The approval comes after a study showed strong protection with no serious side effects.
On Oct. 29, the United States Food and Drug Administration granted approval for children within the age range of 5 to 11 years old to receive the Pfizer vaccination for the COVID-19 in emergency-use situations. The FDA described the approval vote as overwhelming,, 14-0, as the vaccine was shown in studies to be 90.7 percent effective in preventing the virus in children of this age group with no serious side effects.
This decision has been received very well by many Americans. Dr. Janet Woodcock, acting Commissioner of the FDA, is quoted saying “As a mother and a physician, I know that parents, caregivers, school staff, and children have been waiting for today’s authorization. Vaccinating younger children against COVID-19 will bring us closer to returning to a sense of normalcy.”
Pfizer’s vaccination is significantly different to accommodate for 5-11 year olds, administering lower doses of only 10 micrograms (one third of the dose given to 12 year olds to adults) of the vaccine in two doses which are spread apart by three weeks. The Centers for Disease Control and Prevention have demonstrated their support as well for the FDA’s decision that this meets the efficacy and safety concerns. Approximately 39 percent of cases of COVID-19 in the United States under the age of 18 fell within this age range, and a large amount led to hospitalization, giving strong motivation to get a version of the vaccine out as soon as possible to address such concerns.
North Carolina was one state that jumped at the opportunity of having a vaccine for this age group. 24,000 children were vaccinated in the state within 24 hours of its opening, although this is only 3 percent of the state’s total population that is under the age of 11. This is likely to change as more and more children receive the vaccine, and concerns regarding safety of this vaccine have been alleviated. According to Medical Analyst Dr. Leana Wen, the clinical trials for this vaccine were very extensive, and we should not cite the young age of these children as a reason to not get a vaccine.

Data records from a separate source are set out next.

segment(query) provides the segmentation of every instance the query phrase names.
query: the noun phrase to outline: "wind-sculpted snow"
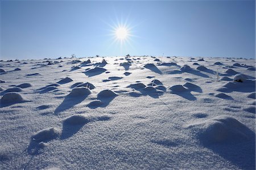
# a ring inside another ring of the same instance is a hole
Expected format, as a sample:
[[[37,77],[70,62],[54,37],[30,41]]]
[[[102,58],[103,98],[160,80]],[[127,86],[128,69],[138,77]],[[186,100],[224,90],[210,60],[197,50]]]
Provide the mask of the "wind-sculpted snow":
[[[254,169],[254,63],[2,61],[0,169]]]

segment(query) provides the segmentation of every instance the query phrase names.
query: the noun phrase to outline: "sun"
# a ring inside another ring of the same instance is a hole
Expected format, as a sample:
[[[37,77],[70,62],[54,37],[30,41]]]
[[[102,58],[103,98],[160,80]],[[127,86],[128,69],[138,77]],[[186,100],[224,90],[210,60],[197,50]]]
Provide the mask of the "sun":
[[[125,27],[118,27],[115,30],[115,36],[118,39],[125,39],[128,35],[128,30]]]

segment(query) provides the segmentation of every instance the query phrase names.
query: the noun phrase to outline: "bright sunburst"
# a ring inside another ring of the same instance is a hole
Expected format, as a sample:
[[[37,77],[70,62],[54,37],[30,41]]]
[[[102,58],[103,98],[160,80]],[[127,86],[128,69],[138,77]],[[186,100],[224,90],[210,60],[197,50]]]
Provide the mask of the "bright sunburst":
[[[119,39],[125,39],[128,36],[127,29],[125,27],[119,27],[115,30],[115,36]]]
[[[130,52],[134,49],[133,44],[135,43],[133,39],[135,37],[134,33],[134,28],[137,26],[132,23],[128,23],[128,18],[125,20],[123,19],[118,20],[117,19],[115,21],[112,20],[112,23],[106,23],[110,28],[109,31],[110,34],[108,35],[110,37],[110,43],[109,44],[108,49],[110,47],[113,49],[119,48],[120,53],[122,53],[125,51]]]

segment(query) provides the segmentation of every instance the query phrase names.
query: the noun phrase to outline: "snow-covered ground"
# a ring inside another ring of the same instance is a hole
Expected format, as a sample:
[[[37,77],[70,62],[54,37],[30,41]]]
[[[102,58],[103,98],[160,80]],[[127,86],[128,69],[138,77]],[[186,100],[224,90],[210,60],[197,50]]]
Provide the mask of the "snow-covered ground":
[[[0,63],[1,169],[255,169],[255,59],[102,60]]]

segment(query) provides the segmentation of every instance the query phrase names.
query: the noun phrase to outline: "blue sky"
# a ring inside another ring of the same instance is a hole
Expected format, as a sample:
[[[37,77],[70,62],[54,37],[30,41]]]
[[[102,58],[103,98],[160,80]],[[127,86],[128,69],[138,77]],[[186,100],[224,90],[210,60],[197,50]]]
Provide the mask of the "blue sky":
[[[1,2],[1,59],[255,58],[254,1]],[[114,28],[129,28],[121,45]]]

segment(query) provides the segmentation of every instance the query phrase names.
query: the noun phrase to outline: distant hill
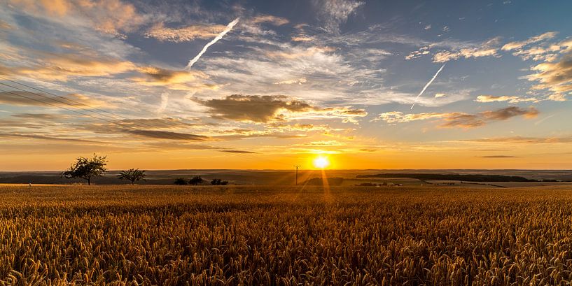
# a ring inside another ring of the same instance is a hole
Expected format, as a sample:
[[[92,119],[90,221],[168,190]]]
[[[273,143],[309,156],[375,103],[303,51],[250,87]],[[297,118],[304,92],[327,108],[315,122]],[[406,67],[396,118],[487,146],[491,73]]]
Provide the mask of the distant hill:
[[[467,182],[537,182],[537,180],[527,179],[517,176],[502,175],[459,175],[459,174],[428,174],[428,173],[383,173],[372,175],[358,175],[356,178],[412,178],[422,180],[461,180]]]

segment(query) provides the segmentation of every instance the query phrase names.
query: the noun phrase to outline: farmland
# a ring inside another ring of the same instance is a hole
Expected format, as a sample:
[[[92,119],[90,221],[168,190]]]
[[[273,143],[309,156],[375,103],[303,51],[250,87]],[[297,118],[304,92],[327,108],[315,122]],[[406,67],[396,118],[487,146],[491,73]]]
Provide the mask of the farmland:
[[[0,284],[566,284],[571,190],[0,185]]]

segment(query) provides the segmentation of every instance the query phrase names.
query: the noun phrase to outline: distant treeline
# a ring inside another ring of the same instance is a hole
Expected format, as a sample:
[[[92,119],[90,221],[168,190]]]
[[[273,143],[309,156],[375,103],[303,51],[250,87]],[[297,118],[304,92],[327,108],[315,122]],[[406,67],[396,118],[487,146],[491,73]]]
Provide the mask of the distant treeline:
[[[359,175],[356,178],[412,178],[414,179],[464,180],[468,182],[538,182],[524,177],[501,175],[459,175],[459,174],[414,174],[414,173],[384,173],[373,175]]]
[[[328,185],[330,186],[339,186],[344,183],[343,178],[328,178]],[[321,178],[312,178],[302,185],[308,185],[311,186],[321,186],[323,185],[323,179]]]

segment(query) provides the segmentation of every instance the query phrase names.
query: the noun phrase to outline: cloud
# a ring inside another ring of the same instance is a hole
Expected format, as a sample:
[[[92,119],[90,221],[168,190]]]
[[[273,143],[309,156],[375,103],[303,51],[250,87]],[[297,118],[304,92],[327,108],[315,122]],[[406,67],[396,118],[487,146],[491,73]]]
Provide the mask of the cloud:
[[[564,55],[557,62],[543,62],[531,69],[535,73],[525,78],[538,83],[534,90],[548,90],[556,94],[550,99],[564,99],[564,93],[572,91],[572,53]]]
[[[507,43],[504,45],[503,45],[503,48],[501,48],[501,49],[503,50],[519,50],[522,49],[525,45],[528,45],[531,43],[550,40],[556,36],[557,34],[558,33],[555,31],[547,31],[543,34],[529,38],[528,40],[526,41]]]
[[[291,38],[291,40],[294,42],[311,42],[314,41],[315,38],[314,37],[305,36],[305,35],[299,35],[295,36]]]
[[[209,136],[197,134],[189,134],[186,133],[173,132],[169,131],[160,130],[144,130],[144,129],[124,129],[123,131],[134,135],[143,137],[153,138],[155,139],[169,139],[180,141],[204,141],[210,139]]]
[[[318,16],[323,22],[323,29],[330,33],[340,33],[340,25],[345,23],[356,9],[365,2],[351,0],[313,0],[318,8]]]
[[[277,26],[286,24],[290,21],[281,17],[272,16],[272,15],[261,15],[251,18],[249,21],[252,24],[270,23]]]
[[[277,82],[277,83],[274,83],[274,85],[294,85],[294,84],[302,85],[302,83],[306,83],[306,82],[307,82],[307,80],[306,80],[306,78],[297,78],[295,80],[288,80],[279,81],[279,82]]]
[[[98,141],[93,141],[90,140],[85,140],[85,139],[78,139],[74,138],[66,138],[65,136],[62,136],[61,134],[59,134],[57,136],[48,136],[48,135],[39,135],[39,134],[25,134],[25,133],[0,133],[0,138],[29,138],[29,139],[39,139],[39,140],[47,140],[51,141],[67,141],[67,142],[80,142],[80,143],[101,143],[102,142]]]
[[[508,156],[508,155],[487,155],[487,156],[481,156],[481,158],[486,158],[486,159],[506,159],[506,158],[519,158],[517,156]]]
[[[439,52],[433,57],[434,62],[446,62],[459,58],[468,59],[471,57],[494,57],[496,56],[497,50],[494,48],[484,47],[482,48],[469,48],[461,49],[459,51]]]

CDC director Dr. Rochelle Walenski echoes these sentiments, stating, “I encourage parents with questions to talk to their pediatrician, school nurse or local pharmacist to learn more about the vaccine and the importance of getting their children vaccinated,” Pediatric professor Dr. Sarah Long also agrees with this view of the situation, saying, “We have one more vaccine that saves lives of children. And that we should be very confident to deploy it to the maximum to do what it is meant to do without significant concerns of serious adverse effects.”
This vaccination approval is still relatively new as we reach the middle of November, and there is still much to be seen as to the effects it will have upon the dynamic of the U.S. as a whole in the fight against COVID-19, but this is just the beginning in North America, as Canada will likely be following suit within the next few weeks of approving the Pfizer vaccine for 5 to 11 year old children. For updated and accurate information and research into the coronavirus and vaccines among other medical questions, please visit both the FDA and the CDC website in order to be informed on issues surrounding health and medical treatment in the United States.